At the very least, attributing Omicron to “vaccine deserts” is premature and unsupported by evidence. This looks suspiciously like narrative journalism — an attempt to tell a preferred story and jump to conclusions without regard to evidentiary support. If anything, one could wrap this around vaccine hesitancy rather than “hoarding” and perhaps get a little closer to the truth.

However, even that’s more correlative and conjecture than scientific fact. Viruses mutate over time anyway, but there’s no scientific threshold for viral mutation potential at certain levels of herd immunity. If Omicron emerged from a population that’s 35% immunized by vaccination, then it could just as easily have emerged here in the US from states where full immunization by vaccination is only moderately better. It could also emerge in places where vaccination rates are higher but recent transmissions intensified through a significant random mutation. There is presumably more likelihood of that happening in lower-immunization-level populations, which is why we want vaccines to be distributed as widely and quickly as possible. But that also requires a population willing to get immunized, which was the actual problem in South Africa, not vaccine shortages.

Also, let’s remember that mutation isn’t impossible in higher-vaccinated populations with more cooperation in vaccination, either. The spike in cases in our cold-weather states could also generate a new variant at some point. Hopefully it won’t, but it could.

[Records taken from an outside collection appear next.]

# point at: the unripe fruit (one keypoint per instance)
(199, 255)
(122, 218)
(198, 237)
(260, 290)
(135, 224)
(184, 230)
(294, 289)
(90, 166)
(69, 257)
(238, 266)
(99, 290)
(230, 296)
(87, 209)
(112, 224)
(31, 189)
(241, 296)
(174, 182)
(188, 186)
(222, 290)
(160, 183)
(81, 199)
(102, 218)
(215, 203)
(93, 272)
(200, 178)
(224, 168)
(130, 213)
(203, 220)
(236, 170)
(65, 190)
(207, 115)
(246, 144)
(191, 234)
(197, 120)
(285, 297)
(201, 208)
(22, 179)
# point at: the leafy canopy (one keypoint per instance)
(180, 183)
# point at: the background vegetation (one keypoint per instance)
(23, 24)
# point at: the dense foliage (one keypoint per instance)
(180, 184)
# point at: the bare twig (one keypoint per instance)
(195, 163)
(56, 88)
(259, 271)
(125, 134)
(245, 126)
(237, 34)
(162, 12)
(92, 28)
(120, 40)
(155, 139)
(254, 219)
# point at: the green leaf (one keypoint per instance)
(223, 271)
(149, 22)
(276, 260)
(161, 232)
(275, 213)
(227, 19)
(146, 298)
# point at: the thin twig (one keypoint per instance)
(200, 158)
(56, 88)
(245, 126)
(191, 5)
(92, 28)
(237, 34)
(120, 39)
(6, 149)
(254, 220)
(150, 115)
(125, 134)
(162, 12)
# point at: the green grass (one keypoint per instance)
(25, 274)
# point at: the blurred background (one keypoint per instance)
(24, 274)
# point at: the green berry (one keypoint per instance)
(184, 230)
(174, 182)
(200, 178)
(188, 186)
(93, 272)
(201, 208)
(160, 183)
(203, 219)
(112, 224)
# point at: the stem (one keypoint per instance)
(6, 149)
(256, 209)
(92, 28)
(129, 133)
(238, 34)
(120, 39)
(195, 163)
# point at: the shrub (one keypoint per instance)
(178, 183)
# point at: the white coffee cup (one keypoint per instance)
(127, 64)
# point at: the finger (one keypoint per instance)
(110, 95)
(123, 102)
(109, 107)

One last point: thus far we have focused on vaccine-related acquired immunity. We still aren’t measuring infection-acquired immunity, probably because we still aren’t doing wide population testing for any reason at the moment. That would factor into variant potentials too, assuming that — and this is still an assumption — that immunity blocks transmission and mutations entirely. Do we know this to be the case? It certainly doesn’t seem that way, and that might make “vaccine deserts” even less relevant to mutations. The fact that the vaccinated can still be infected and perhaps even contagious argues against the idea that mutations only happen in “vaccine deserts.”

That doesn’t mean we should discount the issue of vaccine deserts and mutation potential, but the real priority for wide distribution of vaccines is preventing as many critical cases of acute COVID infections and saving lives. If we’re prioritizing a defense against mutations, it becomes a risk-reward calculation. Until we have vaccine doses in the billions, we are forced to deal with a shortage structure, which requires rationing. Rationing will always have to take national interests into consideration as well as international and humanitarian interests. The countries that produce the vaccines will always want to protect their own citizens first and then take care of others next, especially representative republics with real accountability to voters. They will prioritize saving lives now over potential mutations to come, and for good reason.

The best strategy would be to distribute vaccine production as widely as possible. That lands the output where it’s needed, and where it won’t require as much competition in a shortage environment. But even then, just because a country has the vaccines doesn’t mean they’ll go into arms … as South Africa and the United States has discovered. That’s a “trust desert” issue, not a “vaccine desert” issue.